The converse of all this is true as well. If a story is formally 'dateable', we have just done our best to assign a date to it even if we have to fall back to potentially wildly wrong methods like looking for any date in the content or just using the date of the story that linked to the story. That's why we have those dating methods as fallbacks in the current system. I would at least like to see how the 'use any date in the content' method impacts the accuracy of your improved dating module so that we can make an informed decision about it.

It is often the case that we want to mark a story as 'undateable' even if we are able to detect a date for it. It is always the case that we want to make any reasonable case we can for a given story if that story us considered to be 'dateable'.

-hal

On Thu, Oct 26, 2017 at 3:19 PM, Colin notifications@github.com wrote:

Just an update -- finished labelling the extra 300 articles, and was surprised to see super different accuracy results. All the scores are out of 100. Let me know if you want to tweak the metric at all, and how valuable it would be to improve the date guessing for these particular corpora.

In the meantime, I am adding the date guess method, and will update the branch.

[image: screen shot 2017-10-26 at 4 16 11 pm] https://user-images.githubusercontent.com/2295568/32075031-715e67ac-ba69-11e7-89f2-a934e7d9fd34.png

— You are receiving this because you modified the open/close state. Reply to this email directly, view it on GitHub https://github.com/berkmancenter/mediacloud/issues/198#issuecomment-339788843, or mute the thread https://github.com/notifications/unsubscribe-auth/ABvvT3vrrbazpT69VG3THnSqdSXVg_Upks5swOlngaJpZM4PsPn1 .

-- Hal Roberts Fellow Berkman Klein Center for Internet & Society Harvard University

hroberts commented 6 years ago

I have added a 'hal' column to the 1542 dating spreadsheet you sent me with notes about stories that I think you have coded wrong. The key thing is that dateability is an ideal category that is determined by the nature of the content and not our ability to find or not a find a date.

ColCarroll commented 6 years ago

Ah, this is helpful, as is the "undateable" filter -- I'd lean towards thinking of it not as classifying undateable/not, but filtering sites that it should obviously not try to date.

ColCarroll commented 6 years ago

Just pushed an update that includes an "undateability" pass.
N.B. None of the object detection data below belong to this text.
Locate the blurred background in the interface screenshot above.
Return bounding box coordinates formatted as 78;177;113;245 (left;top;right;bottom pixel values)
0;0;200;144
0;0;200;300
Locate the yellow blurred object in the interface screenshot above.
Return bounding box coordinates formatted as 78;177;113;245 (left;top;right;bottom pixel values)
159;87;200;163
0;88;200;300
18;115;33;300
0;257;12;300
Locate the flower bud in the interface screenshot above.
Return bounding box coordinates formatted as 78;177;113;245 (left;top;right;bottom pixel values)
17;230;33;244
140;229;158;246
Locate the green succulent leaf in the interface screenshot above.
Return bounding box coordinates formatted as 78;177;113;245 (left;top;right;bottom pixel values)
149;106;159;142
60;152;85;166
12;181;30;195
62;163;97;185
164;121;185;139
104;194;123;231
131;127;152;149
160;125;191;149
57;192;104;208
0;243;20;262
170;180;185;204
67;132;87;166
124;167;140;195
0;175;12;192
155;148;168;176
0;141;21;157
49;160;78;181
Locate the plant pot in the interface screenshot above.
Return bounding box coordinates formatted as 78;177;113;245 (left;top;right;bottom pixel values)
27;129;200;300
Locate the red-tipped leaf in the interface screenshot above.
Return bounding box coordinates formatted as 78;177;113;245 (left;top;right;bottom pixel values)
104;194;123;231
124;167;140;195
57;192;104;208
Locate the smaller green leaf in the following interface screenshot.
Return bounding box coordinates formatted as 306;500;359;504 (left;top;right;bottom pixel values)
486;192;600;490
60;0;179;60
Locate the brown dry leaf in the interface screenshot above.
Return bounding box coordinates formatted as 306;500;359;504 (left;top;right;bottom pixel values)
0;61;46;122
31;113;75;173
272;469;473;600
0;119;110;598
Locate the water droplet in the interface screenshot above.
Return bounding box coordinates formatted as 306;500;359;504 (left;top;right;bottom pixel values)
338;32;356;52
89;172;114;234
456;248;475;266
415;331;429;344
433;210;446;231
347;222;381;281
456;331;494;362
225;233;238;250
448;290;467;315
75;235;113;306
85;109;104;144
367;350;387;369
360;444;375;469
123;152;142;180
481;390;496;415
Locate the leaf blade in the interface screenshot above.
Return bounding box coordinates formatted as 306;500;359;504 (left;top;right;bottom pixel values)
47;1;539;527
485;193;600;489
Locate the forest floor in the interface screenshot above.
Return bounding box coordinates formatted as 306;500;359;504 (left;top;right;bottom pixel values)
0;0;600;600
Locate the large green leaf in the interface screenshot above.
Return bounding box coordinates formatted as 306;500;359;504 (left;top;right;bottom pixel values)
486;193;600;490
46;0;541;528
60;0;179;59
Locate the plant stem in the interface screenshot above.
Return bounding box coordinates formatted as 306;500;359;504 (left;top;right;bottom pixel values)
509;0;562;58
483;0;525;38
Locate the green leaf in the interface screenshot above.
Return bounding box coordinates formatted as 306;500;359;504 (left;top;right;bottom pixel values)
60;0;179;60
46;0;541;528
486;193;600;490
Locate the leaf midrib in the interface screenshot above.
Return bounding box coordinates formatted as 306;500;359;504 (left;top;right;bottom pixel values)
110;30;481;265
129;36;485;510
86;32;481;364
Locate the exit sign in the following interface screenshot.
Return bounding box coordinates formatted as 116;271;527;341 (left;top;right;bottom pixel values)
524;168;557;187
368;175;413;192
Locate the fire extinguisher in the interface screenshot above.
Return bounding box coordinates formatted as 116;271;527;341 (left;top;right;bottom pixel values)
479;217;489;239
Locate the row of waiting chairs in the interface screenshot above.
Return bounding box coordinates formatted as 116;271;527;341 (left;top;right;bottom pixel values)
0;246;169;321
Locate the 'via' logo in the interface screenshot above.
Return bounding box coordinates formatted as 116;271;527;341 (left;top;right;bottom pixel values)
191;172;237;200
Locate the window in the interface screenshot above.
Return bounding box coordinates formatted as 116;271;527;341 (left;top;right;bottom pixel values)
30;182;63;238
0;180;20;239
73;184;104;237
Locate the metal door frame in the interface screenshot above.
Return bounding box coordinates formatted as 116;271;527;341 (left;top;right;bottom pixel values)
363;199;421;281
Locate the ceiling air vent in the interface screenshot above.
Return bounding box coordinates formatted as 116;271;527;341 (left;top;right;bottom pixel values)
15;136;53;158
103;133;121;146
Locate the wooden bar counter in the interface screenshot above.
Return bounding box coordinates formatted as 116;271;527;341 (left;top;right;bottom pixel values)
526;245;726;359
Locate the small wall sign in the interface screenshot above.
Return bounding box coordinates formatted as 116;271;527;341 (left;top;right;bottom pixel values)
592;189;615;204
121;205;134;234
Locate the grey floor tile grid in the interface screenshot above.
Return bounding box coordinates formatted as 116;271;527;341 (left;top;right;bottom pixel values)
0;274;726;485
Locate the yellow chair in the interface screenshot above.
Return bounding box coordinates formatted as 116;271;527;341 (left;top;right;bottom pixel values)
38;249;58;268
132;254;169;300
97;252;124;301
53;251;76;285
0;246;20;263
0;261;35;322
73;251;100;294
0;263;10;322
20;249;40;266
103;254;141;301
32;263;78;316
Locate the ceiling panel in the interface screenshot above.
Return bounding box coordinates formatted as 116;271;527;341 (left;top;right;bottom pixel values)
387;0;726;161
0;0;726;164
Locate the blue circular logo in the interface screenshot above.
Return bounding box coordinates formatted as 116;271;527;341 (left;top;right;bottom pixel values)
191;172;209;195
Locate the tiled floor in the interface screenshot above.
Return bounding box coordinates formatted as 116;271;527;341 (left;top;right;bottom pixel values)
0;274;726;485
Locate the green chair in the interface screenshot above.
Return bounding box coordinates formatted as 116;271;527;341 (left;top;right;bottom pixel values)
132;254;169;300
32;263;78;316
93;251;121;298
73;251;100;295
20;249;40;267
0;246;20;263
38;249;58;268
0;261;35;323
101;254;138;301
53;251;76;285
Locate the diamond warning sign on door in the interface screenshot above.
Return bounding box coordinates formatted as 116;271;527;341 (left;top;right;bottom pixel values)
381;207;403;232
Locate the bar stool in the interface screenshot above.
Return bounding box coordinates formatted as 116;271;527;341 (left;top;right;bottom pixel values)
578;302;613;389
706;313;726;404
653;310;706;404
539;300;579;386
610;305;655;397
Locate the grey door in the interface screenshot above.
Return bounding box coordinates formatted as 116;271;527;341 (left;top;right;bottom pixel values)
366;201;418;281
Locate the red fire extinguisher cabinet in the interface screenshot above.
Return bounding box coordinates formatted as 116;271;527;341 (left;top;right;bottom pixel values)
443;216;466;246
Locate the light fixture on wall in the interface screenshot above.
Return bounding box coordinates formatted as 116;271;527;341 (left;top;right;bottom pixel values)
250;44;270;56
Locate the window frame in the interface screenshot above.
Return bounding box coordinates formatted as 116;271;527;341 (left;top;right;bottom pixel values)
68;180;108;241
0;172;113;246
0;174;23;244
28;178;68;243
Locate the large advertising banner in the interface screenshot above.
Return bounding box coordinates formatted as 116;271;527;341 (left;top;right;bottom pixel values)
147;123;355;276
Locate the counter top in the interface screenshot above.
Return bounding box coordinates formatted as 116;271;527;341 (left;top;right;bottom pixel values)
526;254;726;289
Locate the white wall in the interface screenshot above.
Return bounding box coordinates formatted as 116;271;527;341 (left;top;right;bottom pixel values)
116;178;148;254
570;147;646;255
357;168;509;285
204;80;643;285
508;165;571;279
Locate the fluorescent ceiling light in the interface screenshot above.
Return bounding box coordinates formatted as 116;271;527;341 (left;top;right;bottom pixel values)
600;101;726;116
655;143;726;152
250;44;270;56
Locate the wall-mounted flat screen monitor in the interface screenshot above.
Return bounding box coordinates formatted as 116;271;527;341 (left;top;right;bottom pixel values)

I did not include a bunch of the tags from the current check, since a quick grep on the 4000 files I have locally shows lots of false negatives for, for example, "/archive/".

Also added logic to process twitter statuses, and that increased scores ~2-4 points in each topic.

ColCarroll commented 6 years ago

@hroberts any further comments on this? I think it is ready to merge and start wiring in.

hroberts commented 6 years ago

apologies for the wait. I have merged this pull request. good work!

next step is that we have to integrate this into the perl code base to operate with the working code.

pypt commented 6 years ago

next step is that we have to integrate this into the perl code base to operate with the working code.

You can create a new GitHub task and assign it to me. Colin is sure very much capable of figuring out the Perl-Python integration, but I went through this nasty trial and error process already.

hroberts commented 6 years ago

marking this done. #218 addresses integration.